Infinitely Losing My Edge
Yeah, I'm losing my edge.
I'm losing my edge.
The kids are coming up from behind.
I'm losing my edge.
I'm losing my edge to the kids from Zambia and from Taipei.
But I was there.
I was there in 1971.
I was there at the first Neu! show in Düsseldorf.
I'm losing my edge.
I'm losing my edge to the kids whose footsteps I hear when they get on the decks.
I'm losing my edge to the internet seekers who can tell me every member of every good group from 1966 to 1979.
I'm losing my edge.
To all the kids in Copenhagen and Tokyo.
I'm losing my edge to the art-school Copenhagen kids in little jackets and borrowed nostalgia for the unremembered nineties.
I'm losing my edge.
I'm losing my edge.
I can hear the footsteps every night on the decks.
But I was there.
I was there in 1971 at the first Big Star practice in a loft in Memphis.
I was working on the arpeggiator sounds with much patience.

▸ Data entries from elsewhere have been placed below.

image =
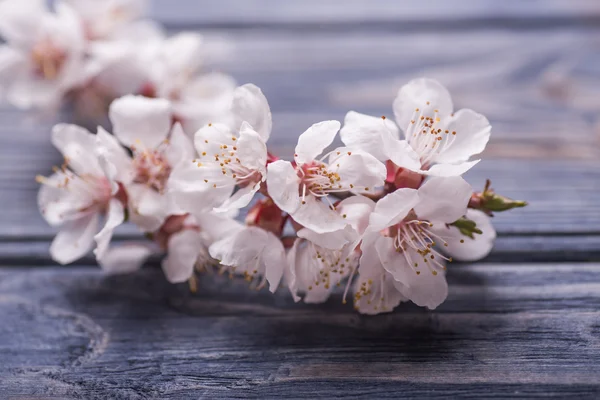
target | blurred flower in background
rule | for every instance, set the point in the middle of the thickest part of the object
(88, 53)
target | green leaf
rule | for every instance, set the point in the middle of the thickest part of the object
(467, 227)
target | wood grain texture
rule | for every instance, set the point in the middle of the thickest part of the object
(523, 329)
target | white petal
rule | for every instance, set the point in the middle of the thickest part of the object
(20, 20)
(402, 154)
(114, 160)
(330, 240)
(417, 94)
(424, 289)
(274, 260)
(367, 133)
(58, 204)
(78, 146)
(356, 211)
(283, 185)
(443, 199)
(114, 218)
(382, 295)
(392, 209)
(125, 258)
(217, 226)
(419, 285)
(314, 140)
(470, 249)
(183, 250)
(252, 150)
(140, 121)
(148, 208)
(180, 148)
(472, 134)
(239, 199)
(291, 277)
(210, 139)
(447, 170)
(317, 216)
(359, 169)
(250, 105)
(75, 239)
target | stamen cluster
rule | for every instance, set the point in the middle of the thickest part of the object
(380, 215)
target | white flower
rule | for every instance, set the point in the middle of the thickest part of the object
(437, 141)
(405, 228)
(319, 262)
(144, 125)
(77, 195)
(184, 238)
(298, 188)
(103, 19)
(375, 289)
(254, 253)
(43, 57)
(227, 158)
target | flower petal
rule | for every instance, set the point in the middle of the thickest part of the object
(425, 94)
(252, 150)
(424, 289)
(250, 105)
(183, 250)
(471, 249)
(217, 226)
(392, 209)
(330, 240)
(374, 291)
(57, 204)
(447, 170)
(359, 169)
(317, 216)
(283, 185)
(125, 258)
(356, 210)
(140, 121)
(210, 139)
(180, 148)
(148, 208)
(75, 239)
(239, 199)
(367, 133)
(472, 134)
(77, 145)
(443, 199)
(114, 218)
(114, 160)
(274, 259)
(314, 140)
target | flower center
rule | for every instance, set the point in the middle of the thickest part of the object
(413, 234)
(231, 166)
(152, 168)
(319, 179)
(93, 193)
(427, 136)
(371, 293)
(47, 59)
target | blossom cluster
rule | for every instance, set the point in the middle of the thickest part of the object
(380, 215)
(87, 53)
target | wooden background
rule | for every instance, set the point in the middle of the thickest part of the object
(523, 322)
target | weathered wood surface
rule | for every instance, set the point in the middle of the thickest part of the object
(525, 322)
(506, 330)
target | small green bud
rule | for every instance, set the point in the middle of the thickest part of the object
(467, 227)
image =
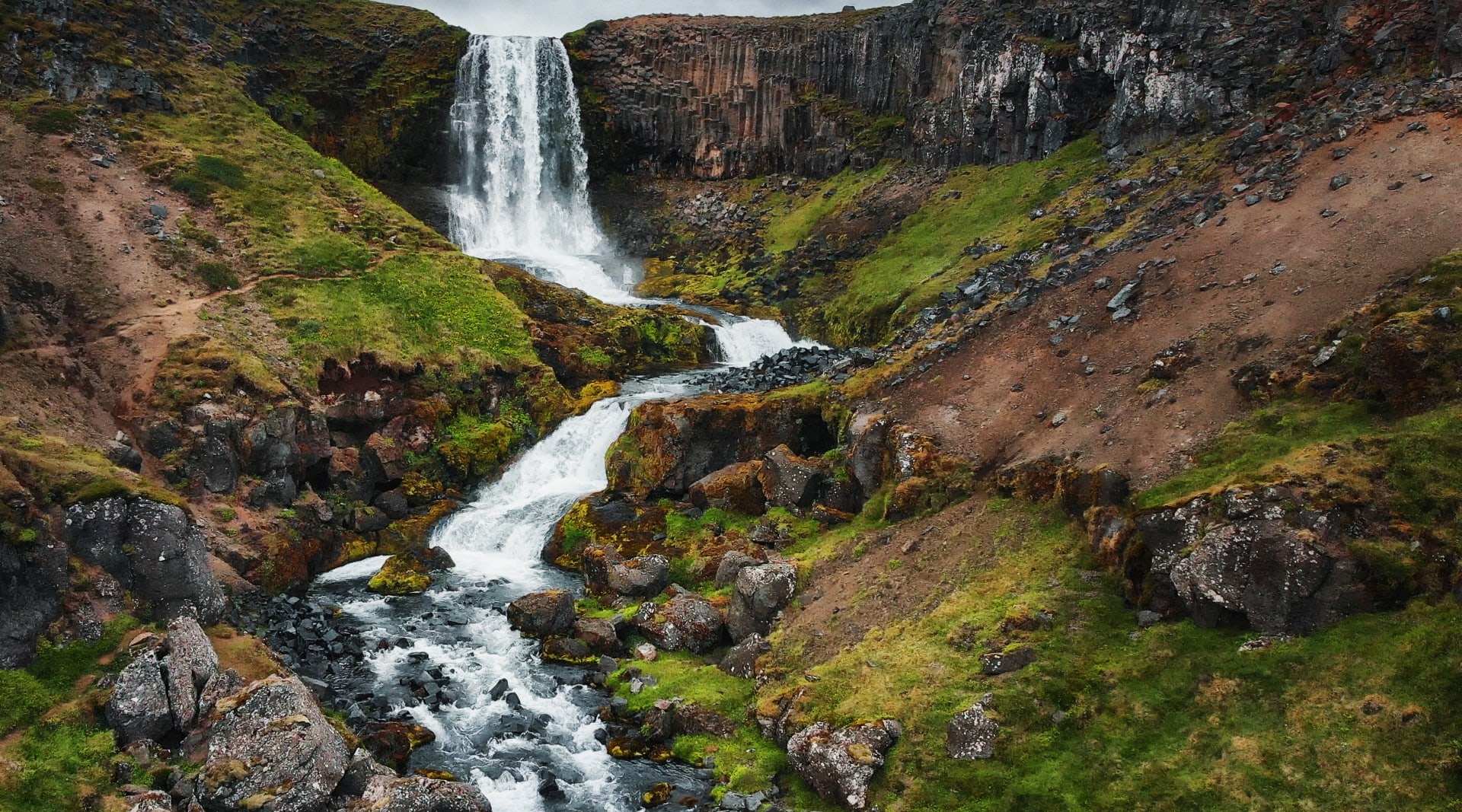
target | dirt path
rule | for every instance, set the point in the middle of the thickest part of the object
(97, 300)
(1258, 282)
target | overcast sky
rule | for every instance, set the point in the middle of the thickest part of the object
(553, 18)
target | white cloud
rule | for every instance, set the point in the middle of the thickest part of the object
(553, 18)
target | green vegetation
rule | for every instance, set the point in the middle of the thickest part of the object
(63, 766)
(430, 307)
(1174, 718)
(1271, 433)
(794, 218)
(926, 257)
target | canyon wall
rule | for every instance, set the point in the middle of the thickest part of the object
(950, 82)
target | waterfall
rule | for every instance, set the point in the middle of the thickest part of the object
(521, 173)
(521, 196)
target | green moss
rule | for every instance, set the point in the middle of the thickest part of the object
(796, 218)
(436, 308)
(63, 766)
(55, 672)
(691, 678)
(401, 575)
(926, 257)
(1174, 718)
(1271, 433)
(219, 276)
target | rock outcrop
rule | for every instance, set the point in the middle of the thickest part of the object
(686, 623)
(271, 745)
(759, 595)
(950, 82)
(670, 446)
(1255, 559)
(152, 549)
(840, 764)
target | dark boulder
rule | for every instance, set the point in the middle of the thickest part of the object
(192, 664)
(790, 481)
(971, 734)
(869, 451)
(139, 703)
(271, 744)
(840, 764)
(686, 623)
(731, 565)
(152, 549)
(599, 634)
(543, 613)
(761, 594)
(419, 794)
(736, 488)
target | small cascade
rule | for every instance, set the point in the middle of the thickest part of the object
(509, 721)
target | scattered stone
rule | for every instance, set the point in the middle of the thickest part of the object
(996, 664)
(740, 661)
(401, 575)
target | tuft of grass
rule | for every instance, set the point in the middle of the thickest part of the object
(1268, 434)
(924, 256)
(55, 672)
(219, 276)
(414, 307)
(1173, 718)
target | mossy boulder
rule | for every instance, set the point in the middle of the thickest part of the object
(401, 575)
(670, 446)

I was there when Michael McDonald started up his first band.
I told him, "Don't do it that way. You'll never make a dime."
I was there.
I was the first guy playing OOIOO to the grunge kids.
I played it at the Crocodile.
Everybody thought I was crazy.
We all know.
I was there.
I was there.
I've never been wrong.
But I'm losing my edge to better-looking people with better ideas and more talent.

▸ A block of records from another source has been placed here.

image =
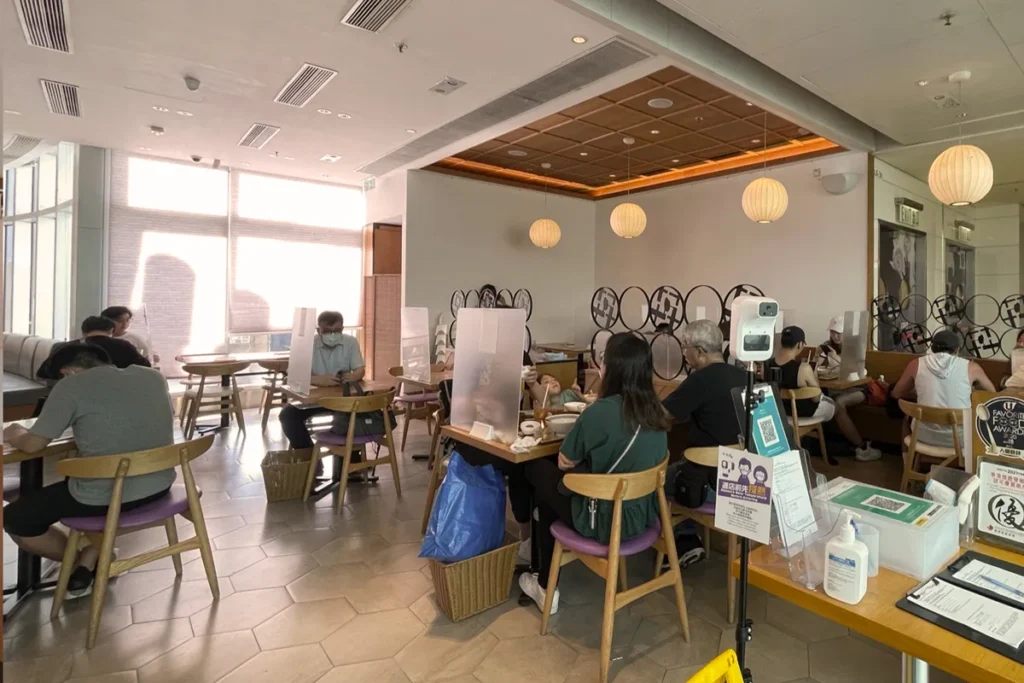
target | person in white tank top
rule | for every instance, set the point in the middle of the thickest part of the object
(941, 379)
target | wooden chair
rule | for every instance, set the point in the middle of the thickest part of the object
(924, 454)
(705, 516)
(435, 467)
(608, 561)
(100, 531)
(414, 403)
(210, 398)
(272, 395)
(329, 443)
(809, 425)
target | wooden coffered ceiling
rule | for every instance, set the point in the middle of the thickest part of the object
(581, 150)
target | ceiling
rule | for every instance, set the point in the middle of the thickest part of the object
(700, 127)
(129, 57)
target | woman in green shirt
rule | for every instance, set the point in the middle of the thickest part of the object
(627, 419)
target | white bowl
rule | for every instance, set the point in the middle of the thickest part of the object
(529, 427)
(560, 425)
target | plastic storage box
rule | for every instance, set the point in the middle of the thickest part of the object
(916, 537)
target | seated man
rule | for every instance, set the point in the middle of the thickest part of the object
(337, 358)
(110, 412)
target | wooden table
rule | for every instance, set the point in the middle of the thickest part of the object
(878, 617)
(31, 478)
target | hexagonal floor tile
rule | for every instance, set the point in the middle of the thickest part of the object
(304, 664)
(181, 599)
(203, 659)
(370, 637)
(331, 582)
(536, 658)
(388, 591)
(776, 656)
(273, 571)
(241, 610)
(304, 624)
(850, 660)
(444, 652)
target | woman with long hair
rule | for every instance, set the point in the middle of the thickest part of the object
(627, 425)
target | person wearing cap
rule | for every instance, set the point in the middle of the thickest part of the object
(829, 358)
(941, 379)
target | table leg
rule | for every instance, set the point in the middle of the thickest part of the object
(914, 670)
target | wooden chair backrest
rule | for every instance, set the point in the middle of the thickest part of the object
(215, 369)
(370, 402)
(615, 486)
(274, 366)
(134, 464)
(947, 417)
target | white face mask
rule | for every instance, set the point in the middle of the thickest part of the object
(331, 339)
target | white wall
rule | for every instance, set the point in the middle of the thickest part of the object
(462, 233)
(812, 260)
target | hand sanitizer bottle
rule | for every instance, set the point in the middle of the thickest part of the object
(846, 563)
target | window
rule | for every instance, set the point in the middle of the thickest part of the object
(38, 243)
(221, 259)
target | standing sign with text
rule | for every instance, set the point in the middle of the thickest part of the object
(743, 486)
(999, 422)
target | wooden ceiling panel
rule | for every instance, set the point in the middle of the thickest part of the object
(580, 150)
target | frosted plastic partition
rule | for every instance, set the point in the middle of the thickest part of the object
(416, 344)
(300, 359)
(487, 379)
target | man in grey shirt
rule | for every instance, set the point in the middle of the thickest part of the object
(110, 412)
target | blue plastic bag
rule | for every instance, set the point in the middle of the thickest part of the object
(468, 517)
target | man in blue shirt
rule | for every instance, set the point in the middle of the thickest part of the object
(337, 358)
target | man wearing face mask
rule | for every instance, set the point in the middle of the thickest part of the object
(337, 358)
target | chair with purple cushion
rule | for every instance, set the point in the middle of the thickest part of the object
(608, 561)
(100, 531)
(705, 516)
(330, 443)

And they're actually really, really nice.
I'm losing my edge.
I heard you have a compilation of every good song ever done by anybody.

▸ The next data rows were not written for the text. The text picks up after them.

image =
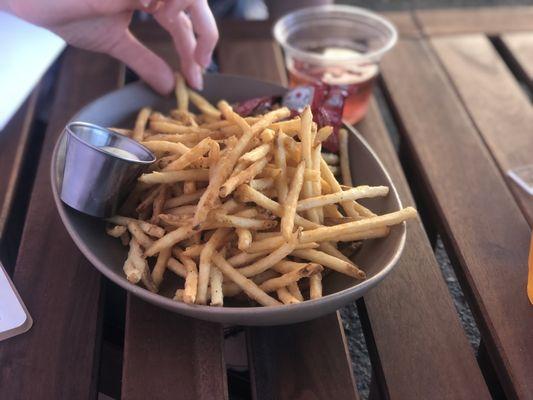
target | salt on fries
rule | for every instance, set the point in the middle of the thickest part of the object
(239, 206)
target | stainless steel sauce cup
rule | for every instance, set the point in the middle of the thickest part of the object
(96, 180)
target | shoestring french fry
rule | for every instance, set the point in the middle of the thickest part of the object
(339, 197)
(291, 202)
(140, 123)
(182, 96)
(116, 231)
(247, 285)
(286, 297)
(240, 207)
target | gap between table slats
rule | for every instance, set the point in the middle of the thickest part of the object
(520, 47)
(489, 20)
(482, 226)
(165, 354)
(498, 106)
(410, 316)
(58, 357)
(313, 355)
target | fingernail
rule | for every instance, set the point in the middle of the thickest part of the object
(196, 78)
(205, 60)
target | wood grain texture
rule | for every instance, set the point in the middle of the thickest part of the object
(14, 139)
(482, 225)
(413, 320)
(490, 20)
(56, 359)
(325, 333)
(520, 46)
(301, 361)
(498, 106)
(167, 356)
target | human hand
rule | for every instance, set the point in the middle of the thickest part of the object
(102, 26)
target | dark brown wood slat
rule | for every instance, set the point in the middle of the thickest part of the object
(56, 359)
(301, 361)
(303, 369)
(14, 140)
(404, 22)
(411, 315)
(520, 46)
(498, 106)
(482, 226)
(490, 20)
(167, 356)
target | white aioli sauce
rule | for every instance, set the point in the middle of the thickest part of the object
(121, 153)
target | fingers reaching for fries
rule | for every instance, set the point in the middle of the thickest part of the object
(243, 207)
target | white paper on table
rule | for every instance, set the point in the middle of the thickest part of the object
(26, 52)
(14, 318)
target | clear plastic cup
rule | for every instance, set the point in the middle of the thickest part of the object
(337, 45)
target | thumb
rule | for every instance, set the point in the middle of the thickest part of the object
(150, 67)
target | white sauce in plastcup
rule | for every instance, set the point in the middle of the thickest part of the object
(120, 153)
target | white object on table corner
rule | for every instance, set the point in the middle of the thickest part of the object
(14, 317)
(523, 176)
(26, 52)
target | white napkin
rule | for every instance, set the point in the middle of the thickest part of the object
(26, 52)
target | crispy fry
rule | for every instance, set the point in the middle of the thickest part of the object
(317, 185)
(205, 263)
(289, 211)
(246, 193)
(265, 263)
(165, 147)
(247, 285)
(159, 202)
(332, 262)
(147, 228)
(191, 280)
(329, 232)
(242, 177)
(169, 240)
(139, 235)
(160, 266)
(294, 290)
(286, 297)
(116, 231)
(324, 133)
(190, 156)
(182, 96)
(135, 264)
(177, 267)
(183, 199)
(290, 277)
(245, 238)
(330, 158)
(281, 163)
(262, 183)
(256, 154)
(215, 281)
(175, 176)
(315, 286)
(140, 123)
(339, 197)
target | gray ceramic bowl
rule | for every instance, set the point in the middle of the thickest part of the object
(377, 257)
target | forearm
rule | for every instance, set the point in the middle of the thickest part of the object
(4, 5)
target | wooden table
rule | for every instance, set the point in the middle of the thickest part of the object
(456, 86)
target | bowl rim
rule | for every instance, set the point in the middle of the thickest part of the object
(236, 312)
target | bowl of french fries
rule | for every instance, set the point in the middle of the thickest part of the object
(241, 220)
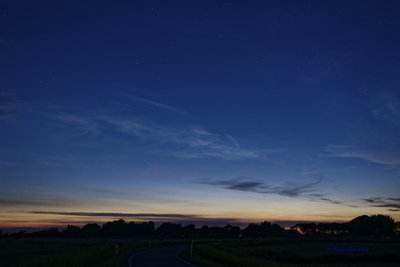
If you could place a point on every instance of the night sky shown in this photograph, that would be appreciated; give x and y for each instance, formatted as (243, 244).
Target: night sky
(198, 111)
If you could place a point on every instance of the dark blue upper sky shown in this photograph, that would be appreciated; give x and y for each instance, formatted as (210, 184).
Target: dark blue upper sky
(211, 102)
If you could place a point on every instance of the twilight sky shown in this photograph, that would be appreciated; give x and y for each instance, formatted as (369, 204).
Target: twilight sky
(198, 111)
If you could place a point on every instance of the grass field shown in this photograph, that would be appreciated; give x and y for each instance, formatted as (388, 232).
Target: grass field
(65, 252)
(284, 253)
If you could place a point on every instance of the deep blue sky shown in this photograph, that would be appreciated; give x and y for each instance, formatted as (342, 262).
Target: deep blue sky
(287, 110)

Every great song by The Move. All the underground hits.
All The Monochrome Set tracks. I heard you have a vinyl of every Rhythm & Sound record on German import.
I heard that you have a white label of every seminal grunge hit - 1985, '86, '87.
I heard that you have a CD compilation of every good '60s cut and another box set from the '80s.
I hear you're buying an oboe and a linndrum and are throwing your macbook out the window because you want to make something real. You want to make a Graham Central Station record.
I hear that you and your band have sold your sitar and bought a marimba.
I hear that you and your band have sold your marimba and bought a sitar.
I hear everybody that you know is more relevant than everybody that I know.
But have you seen my records?
Tomorrow,
Deakin,
Lou Christie,
Los Fastidios,
The Slits,
the Slits,
Goldenarms,
James Chance & The Contortions,
Pylon,
The Kinks,
Underground Resistance,
Magazine,
The Pop Group,
Ronan,
Scan 7,
Mark Hollis,
The Alarm Clocks,
Inner City,
Urselle,
Byron Stingily,
Sound Behaviour,
Lizzy Mercier Descloux,
Rites of Spring,
Faraquet,
Glambeats Corp.,
Heavy D & The Boyz,
Robert Wyatt,
Marine Girls,
The Detroit Cobras,
Sunsets and Hearts,
Ornette Coleman,
Manfred Mann's Earth Band,
Avey Tare,
Whodini,
Skarface,
Lou Reed & John Cale,
Andrew Hill,
Con Funk Shun,
Livin' Joy,
Bobby Sherman,
Interpol,
Television,
Metal Thangz,
Little Man,
The Count Five,
Crispian St. Peters,
Pharoah Sanders,
T. Rex,
Black Moon,
Fatback Band,
Hasil Adkins,
Joe Smooth,
Carl Craig,
Y Pants,
Cybotron,
Leonard Cohen,
Ituana,
KRS-One,
Trumans Water,
Yusef Lateef,
Lebanon Hanover,
X-Ray Spex, X-Ray Spex, X-Ray Spex, X-Ray Spex.
You don't know what you really want.
You don't know what you really want.
You don't know what you really want.
You don't know what you really want.
You don't know what you really want.
You don't know what you really want.
You don't know what you really want.
You don't know what you really want.
You don't know what you really want.
You don't know what you really want.
You don't know what you really want.
You don't know what you really want.
You don't know what you really want.
You don't know what you really want.
You don't know what you really want.